8.500 Hektar Lahan Kritis di Jawa Barat akan Direhabilitasi

Seluas 8.500 hektar lahan kritis yang tersebar di Kesatuan Pengelolaan Hutan (KPH) Garut, Sumedang, Tasikmalaya, dan Majalengka akan direhabilitasi.  

8.500 Hektar Lahan Kritis di Jawa Barat akan Direhabilitasi
Seluas 8.500 hektar lahan kritis yang tersebar di Kesatuan Pengelolaan Hutan (KPH) Garut, Sumedang, Tasikmalaya, dan Majalengka akan direhabilitasi.  /Humas Pemprov Jabar

Dalam penilaian Putera, inti problem lahan kritis berada pada tata ruang. Seharusnya, kata dia, pembangunan disesuaikan dengan kondisi DAS yang ada, sehingga tidak mengubah lansekap atau bentang alam.
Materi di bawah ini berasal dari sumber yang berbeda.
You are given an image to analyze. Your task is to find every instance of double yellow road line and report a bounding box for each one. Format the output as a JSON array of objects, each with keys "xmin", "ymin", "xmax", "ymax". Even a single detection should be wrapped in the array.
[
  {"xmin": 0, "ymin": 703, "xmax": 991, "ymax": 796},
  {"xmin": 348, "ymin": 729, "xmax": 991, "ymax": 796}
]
Oleh karena itu, Kementerian LHK pun menjalin kerja sama dengan Kementerian ATR/BPN RI guna membangun kesepahaman. Jadi, daerah yang ingin melakukan revisi tentang tata ruang mesti mempertimbangkan atau memperhatikan area DAS.  

Sekretaris Daerah Kabupaten Majalengka, Ahmad Sodikin, menyambut positif rehabilitasi lahan kritis di wilayahnya. Sebab, hal tersebut akan menambah kawasan hutan lindung di Majalengka sekaligus memberdayakan masyarakat sekitar.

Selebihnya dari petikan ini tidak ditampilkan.